Crosstalk between SGs and IBs during RSV infection. Respiratory syncytial Virus (RSV) infection triggers the formation of cytoplasmic G3BP1/TIA1/eIf3η positive stress granules (SGs) and inclusion bodies (IBs). Viral genomic ssRNA transiently localizes within SGs, but is mainly associated in IBs. Colocalization of RSV ribonucleoprotein complex, composed of N, P and L, and of the M2-1 protein in IBs suggests that IBs favor RSV replication and transcription. IBs also contain the pattern recognition receptors, retinoic acid-inducible gene I (RIG-I) and melanoma differentiation-associated protein 5 (MDA5), which sense viral replication intermediates to trigger the interferon (IFN) antiviral response. Interaction of N with MDA5 is thought to counteract the antiviral response. Formation of SGs containing stalled mRNA to inhibit their translation is initiated upon activation of dsRNA-dependent protein kinase R (PKR) by dsRNA intermediates and downstream eIF2α phosphorylation. However, several mechanisms limit the formation of SGs. First, PKR-dependent eIF2α phosphorylation is limited by the interaction of RSV N with PKR. Second, the 5’ extragenic trailer sequence (5’ Tr) of the RSV genome interferes with SG assembly possibly through interaction with TIA1-related (TIAR) protein, as it was shown during SeV infection. Finally, RSV induces the redistribution of the O-linked N-acetylglucosamine transferase (OGT), an enzyme critical for assembly of stalled RNA into SGs, into IBs.

Figure 3

Regulation of the Oxidative Stress Response during RSV Infection.
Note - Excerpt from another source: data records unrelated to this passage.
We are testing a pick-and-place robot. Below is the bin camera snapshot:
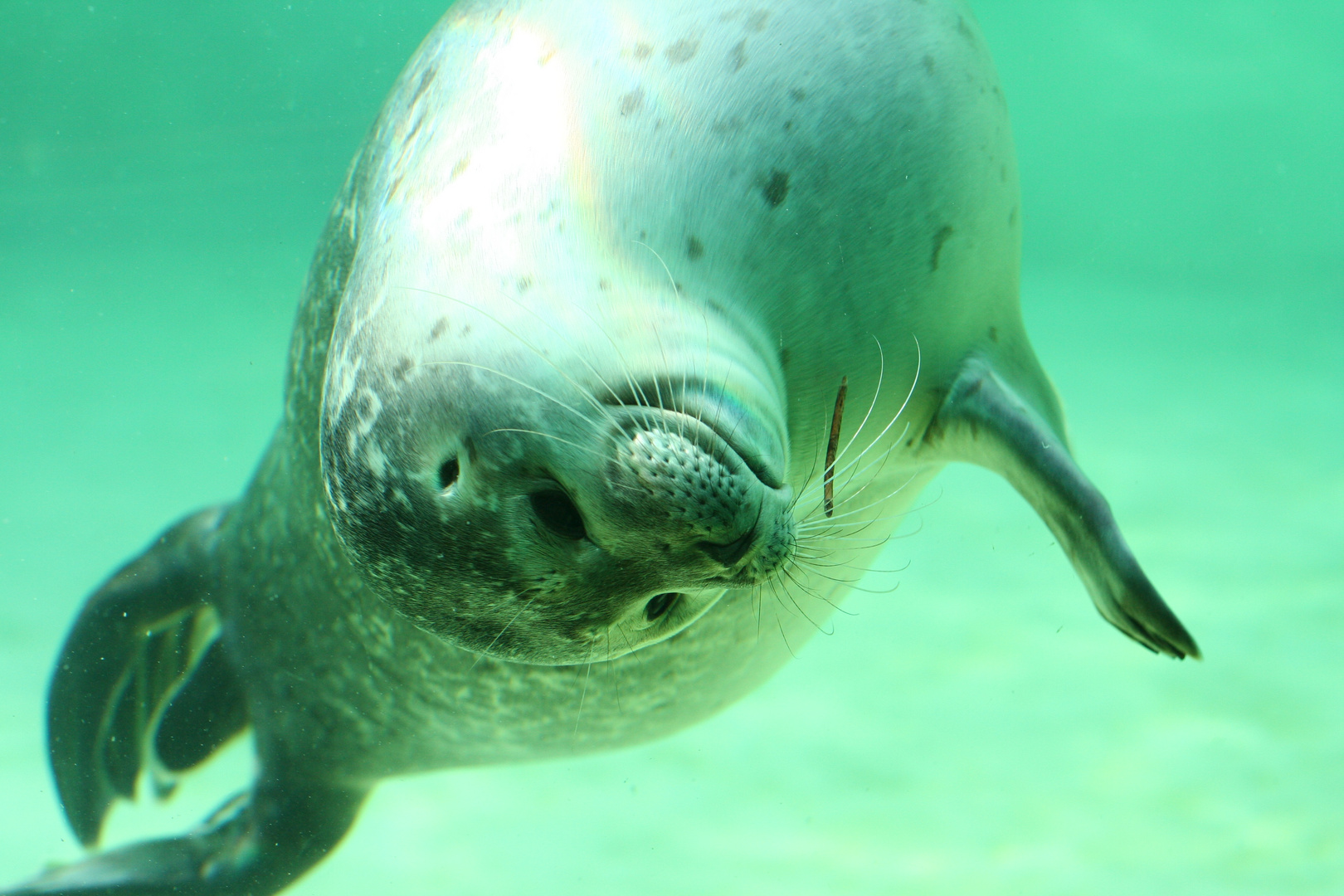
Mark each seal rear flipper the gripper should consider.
[4,781,367,896]
[925,358,1199,658]
[47,508,247,845]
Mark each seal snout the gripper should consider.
[609,408,793,586]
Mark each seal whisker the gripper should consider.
[578,305,661,416]
[402,286,610,426]
[574,640,596,738]
[633,239,682,447]
[416,362,592,421]
[798,473,918,529]
[470,588,542,669]
[494,289,631,421]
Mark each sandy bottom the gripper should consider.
[0,245,1344,896]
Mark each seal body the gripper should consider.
[0,0,1195,894]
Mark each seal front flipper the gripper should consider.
[47,508,247,846]
[925,356,1199,658]
[5,779,367,896]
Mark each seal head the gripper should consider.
[321,289,796,665]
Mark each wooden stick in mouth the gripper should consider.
[821,376,850,520]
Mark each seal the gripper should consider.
[0,0,1197,894]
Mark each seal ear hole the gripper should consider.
[644,591,681,622]
[438,457,461,492]
[527,489,587,542]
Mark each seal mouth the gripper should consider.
[607,377,783,489]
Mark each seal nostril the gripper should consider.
[438,457,461,492]
[700,528,755,567]
[527,489,587,542]
[644,591,681,622]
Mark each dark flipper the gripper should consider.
[925,358,1199,658]
[47,508,247,845]
[5,782,366,896]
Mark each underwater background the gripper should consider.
[0,0,1344,896]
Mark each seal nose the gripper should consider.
[698,525,755,567]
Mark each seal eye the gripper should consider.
[644,591,681,622]
[438,457,461,492]
[527,489,587,542]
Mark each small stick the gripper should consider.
[821,376,850,520]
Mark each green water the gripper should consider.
[0,0,1344,896]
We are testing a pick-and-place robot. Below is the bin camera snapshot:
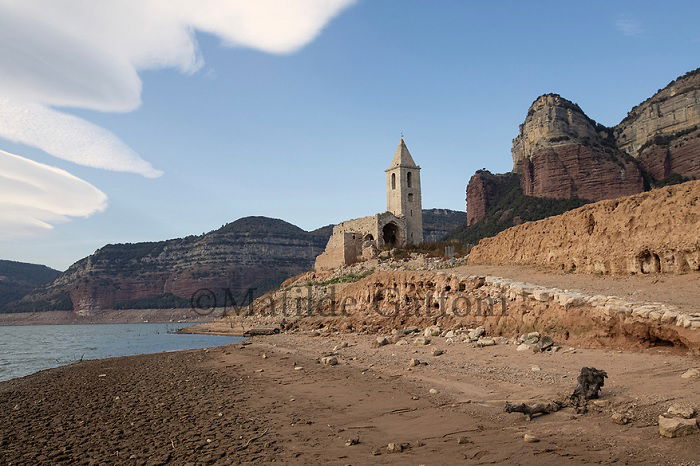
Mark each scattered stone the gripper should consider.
[538,337,554,351]
[659,415,698,438]
[386,443,403,453]
[374,337,389,348]
[467,327,486,340]
[610,413,632,426]
[476,337,496,348]
[666,404,695,419]
[413,337,430,346]
[321,356,338,366]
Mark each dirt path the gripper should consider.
[446,265,700,313]
[0,335,700,465]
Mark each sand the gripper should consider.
[0,334,700,464]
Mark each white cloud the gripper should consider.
[0,150,107,240]
[0,0,355,237]
[615,18,642,36]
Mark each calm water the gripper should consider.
[0,324,241,381]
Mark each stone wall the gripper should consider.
[469,181,700,274]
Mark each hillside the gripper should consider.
[469,177,700,274]
[0,260,61,308]
[461,69,700,242]
[3,209,465,315]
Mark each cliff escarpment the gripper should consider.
[10,217,328,314]
[469,181,700,274]
[467,70,700,237]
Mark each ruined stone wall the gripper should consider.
[246,271,700,349]
[469,181,700,274]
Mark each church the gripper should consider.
[314,138,423,270]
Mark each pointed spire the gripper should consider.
[389,137,418,170]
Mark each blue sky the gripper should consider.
[0,0,700,269]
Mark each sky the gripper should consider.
[0,0,700,270]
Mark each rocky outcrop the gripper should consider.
[512,94,644,201]
[469,181,700,274]
[467,170,513,226]
[0,260,61,312]
[423,209,467,243]
[13,217,328,314]
[614,68,700,179]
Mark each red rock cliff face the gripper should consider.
[512,94,644,201]
[614,68,700,179]
[467,170,508,226]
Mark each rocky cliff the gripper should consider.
[0,260,61,312]
[467,69,700,235]
[512,94,644,201]
[469,177,700,274]
[8,217,328,314]
[9,209,465,315]
[614,68,700,179]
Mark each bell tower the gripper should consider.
[385,138,423,244]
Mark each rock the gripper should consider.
[537,336,554,351]
[666,404,695,419]
[373,337,389,348]
[476,337,496,348]
[321,356,338,366]
[386,443,403,453]
[467,327,486,340]
[413,337,430,346]
[659,415,698,438]
[610,413,632,426]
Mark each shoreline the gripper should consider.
[0,332,700,465]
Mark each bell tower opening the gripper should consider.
[382,222,399,248]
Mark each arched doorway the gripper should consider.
[382,222,399,248]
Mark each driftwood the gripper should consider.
[243,327,280,337]
[505,367,608,421]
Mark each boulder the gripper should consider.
[659,415,698,438]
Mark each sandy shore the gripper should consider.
[0,334,700,465]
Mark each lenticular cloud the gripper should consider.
[0,150,107,240]
[0,0,354,235]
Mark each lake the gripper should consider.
[0,323,242,381]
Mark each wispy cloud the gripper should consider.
[615,18,643,36]
[0,150,107,240]
[0,0,355,237]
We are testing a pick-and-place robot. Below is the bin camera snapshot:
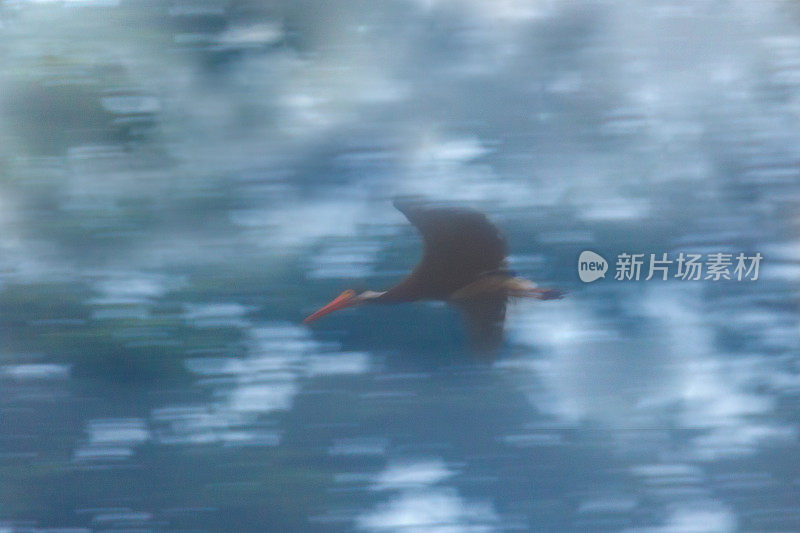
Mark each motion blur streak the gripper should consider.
[0,0,800,532]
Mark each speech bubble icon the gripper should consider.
[578,250,608,283]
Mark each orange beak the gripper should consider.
[303,290,356,324]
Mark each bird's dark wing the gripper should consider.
[454,293,506,357]
[394,200,507,299]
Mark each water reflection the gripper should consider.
[0,0,800,531]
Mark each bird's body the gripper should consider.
[304,200,561,352]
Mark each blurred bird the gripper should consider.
[303,199,562,353]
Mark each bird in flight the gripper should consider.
[303,199,562,353]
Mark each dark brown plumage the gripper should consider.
[304,199,561,353]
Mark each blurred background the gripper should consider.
[0,0,800,533]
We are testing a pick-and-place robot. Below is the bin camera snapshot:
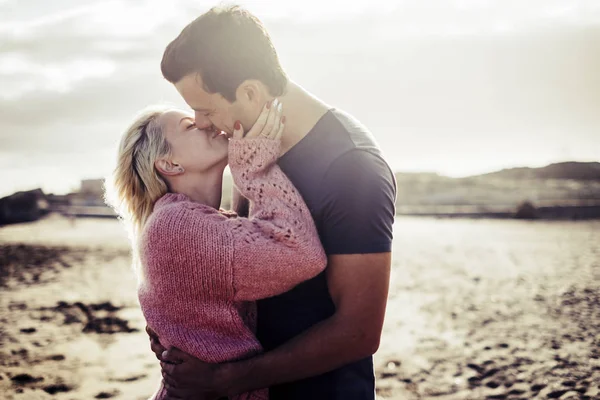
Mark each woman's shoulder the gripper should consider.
[144,193,227,241]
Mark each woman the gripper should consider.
[105,100,326,399]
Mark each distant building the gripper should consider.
[0,189,49,225]
[66,179,116,217]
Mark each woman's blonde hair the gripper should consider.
[106,106,173,242]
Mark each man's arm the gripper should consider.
[158,152,395,395]
[215,253,391,396]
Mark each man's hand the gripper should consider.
[146,325,167,361]
[160,347,219,400]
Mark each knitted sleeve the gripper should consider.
[229,139,327,300]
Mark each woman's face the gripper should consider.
[159,110,229,173]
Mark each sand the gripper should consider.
[0,216,600,400]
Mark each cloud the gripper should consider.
[0,0,600,195]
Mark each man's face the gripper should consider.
[175,74,246,134]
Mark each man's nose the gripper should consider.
[194,113,212,129]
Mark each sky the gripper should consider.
[0,0,600,196]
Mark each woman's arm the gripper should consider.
[229,139,327,300]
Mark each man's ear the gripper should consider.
[154,158,185,176]
[235,79,268,107]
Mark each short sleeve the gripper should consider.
[320,149,396,255]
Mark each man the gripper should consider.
[149,7,396,400]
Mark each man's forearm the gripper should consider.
[215,315,379,396]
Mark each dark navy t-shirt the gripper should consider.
[257,110,396,400]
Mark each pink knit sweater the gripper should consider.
[138,139,326,400]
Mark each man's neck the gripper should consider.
[279,81,330,155]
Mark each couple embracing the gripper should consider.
[111,6,396,400]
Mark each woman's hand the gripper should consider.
[233,99,285,140]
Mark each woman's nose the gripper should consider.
[195,113,212,129]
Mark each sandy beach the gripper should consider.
[0,216,600,400]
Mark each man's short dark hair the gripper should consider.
[160,6,288,102]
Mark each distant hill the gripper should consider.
[479,162,600,181]
[396,162,600,212]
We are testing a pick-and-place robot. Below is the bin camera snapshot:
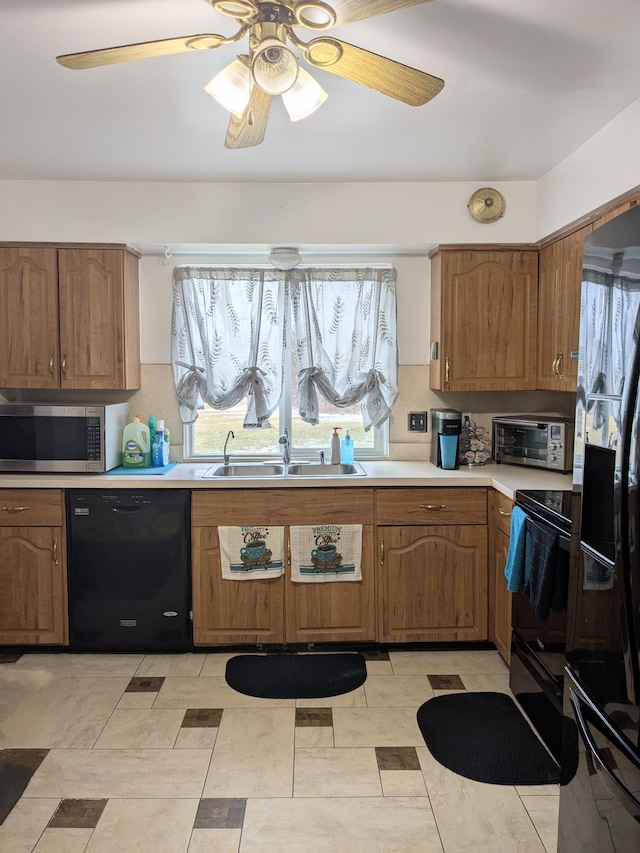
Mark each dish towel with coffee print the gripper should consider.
[218,525,284,581]
[291,524,362,583]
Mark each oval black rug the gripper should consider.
[225,652,367,699]
[417,693,560,785]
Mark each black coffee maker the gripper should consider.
[431,409,462,469]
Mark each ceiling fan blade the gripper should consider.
[224,86,273,148]
[328,0,428,26]
[304,38,444,107]
[56,34,228,71]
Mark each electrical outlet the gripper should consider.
[407,412,427,432]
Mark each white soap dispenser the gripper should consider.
[331,427,342,465]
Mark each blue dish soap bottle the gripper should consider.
[340,430,354,465]
[151,420,169,468]
[331,427,342,465]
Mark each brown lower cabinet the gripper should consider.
[192,488,376,645]
[0,489,69,645]
[489,491,513,663]
[376,488,487,643]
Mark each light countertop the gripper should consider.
[0,461,572,498]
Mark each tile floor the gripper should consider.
[0,651,558,853]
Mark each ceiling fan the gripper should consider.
[56,0,444,148]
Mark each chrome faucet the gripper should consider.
[278,427,291,465]
[222,429,235,465]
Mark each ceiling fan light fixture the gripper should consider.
[204,59,251,118]
[251,38,299,95]
[282,68,328,121]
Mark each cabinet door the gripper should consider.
[0,527,68,645]
[192,527,284,646]
[58,249,140,389]
[378,525,487,643]
[0,248,60,388]
[431,250,538,391]
[285,525,376,643]
[538,225,592,391]
[489,492,513,664]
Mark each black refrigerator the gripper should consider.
[558,207,640,853]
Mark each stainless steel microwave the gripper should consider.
[493,415,574,474]
[0,403,129,474]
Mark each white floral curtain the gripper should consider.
[289,268,398,430]
[171,267,288,428]
[577,267,639,429]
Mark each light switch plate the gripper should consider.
[407,412,427,432]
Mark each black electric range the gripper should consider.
[509,489,573,765]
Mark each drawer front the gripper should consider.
[191,488,373,527]
[491,491,513,536]
[0,489,64,527]
[376,488,487,525]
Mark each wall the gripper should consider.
[535,100,640,240]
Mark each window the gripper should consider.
[172,267,397,459]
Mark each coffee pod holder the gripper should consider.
[458,416,491,466]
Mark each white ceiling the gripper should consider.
[0,0,640,182]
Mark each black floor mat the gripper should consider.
[417,693,560,785]
[225,652,367,699]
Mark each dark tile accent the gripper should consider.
[360,649,390,660]
[193,798,247,829]
[376,746,420,770]
[48,800,108,829]
[0,749,49,824]
[125,676,164,693]
[296,708,333,726]
[427,675,466,690]
[182,708,222,729]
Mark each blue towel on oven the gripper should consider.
[504,506,528,592]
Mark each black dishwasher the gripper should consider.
[66,489,192,652]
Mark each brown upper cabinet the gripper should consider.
[429,246,538,391]
[538,225,592,391]
[0,245,140,390]
[537,195,640,391]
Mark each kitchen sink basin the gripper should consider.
[287,462,366,477]
[202,462,285,480]
[202,462,366,480]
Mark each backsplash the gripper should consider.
[0,364,575,462]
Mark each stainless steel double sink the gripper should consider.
[202,462,367,480]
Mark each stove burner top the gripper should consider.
[516,489,573,533]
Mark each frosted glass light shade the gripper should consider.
[282,68,328,121]
[251,39,298,95]
[204,59,251,118]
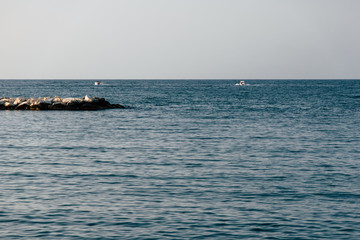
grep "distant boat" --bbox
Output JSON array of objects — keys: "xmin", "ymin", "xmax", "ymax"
[{"xmin": 235, "ymin": 81, "xmax": 245, "ymax": 86}]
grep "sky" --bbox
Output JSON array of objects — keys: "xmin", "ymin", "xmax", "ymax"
[{"xmin": 0, "ymin": 0, "xmax": 360, "ymax": 79}]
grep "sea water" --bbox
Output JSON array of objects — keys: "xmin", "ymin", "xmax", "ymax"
[{"xmin": 0, "ymin": 80, "xmax": 360, "ymax": 239}]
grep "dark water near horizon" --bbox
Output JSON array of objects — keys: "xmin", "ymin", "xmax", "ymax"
[{"xmin": 0, "ymin": 80, "xmax": 360, "ymax": 239}]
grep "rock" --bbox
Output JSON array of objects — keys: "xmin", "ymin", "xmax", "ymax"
[{"xmin": 0, "ymin": 95, "xmax": 125, "ymax": 111}]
Nuclear factor erythroid 2-related factor 2 (Nrf2) is the main transcriptional activator of antioxidant genes through binding to the antioxidant responsive elements (ARE). In basal conditions, Nrf2 is sequestered in the cytoplasm by interaction with kelch-like ECH-associated protein 1 (Keap1). Keap1 also binds the E3 ubiquitin-protein ligase complex Cul3/Rbx1, which ubiquitinates Nrf2, leading to its degradation by the proteasome. RSV infection leads to production of reactive oxygen species (ROS), likely by the NADPH oxidase 2 (NOX2), which positively regulates the signaling pathways leading to expression of antiviral and proinflammatory cytokines. Additionally, ROS induce Nrf2 release from interaction with Keap1. Stabilized Nrf2 is subjected to additional regulation by phosphorylation and acetylation. RSV increases histone deacetylase (HDAC) activity leading to nuclear deacetylation of Nrf2 thereby inducing dissociation from ARE and inhibition of antioxidant genes.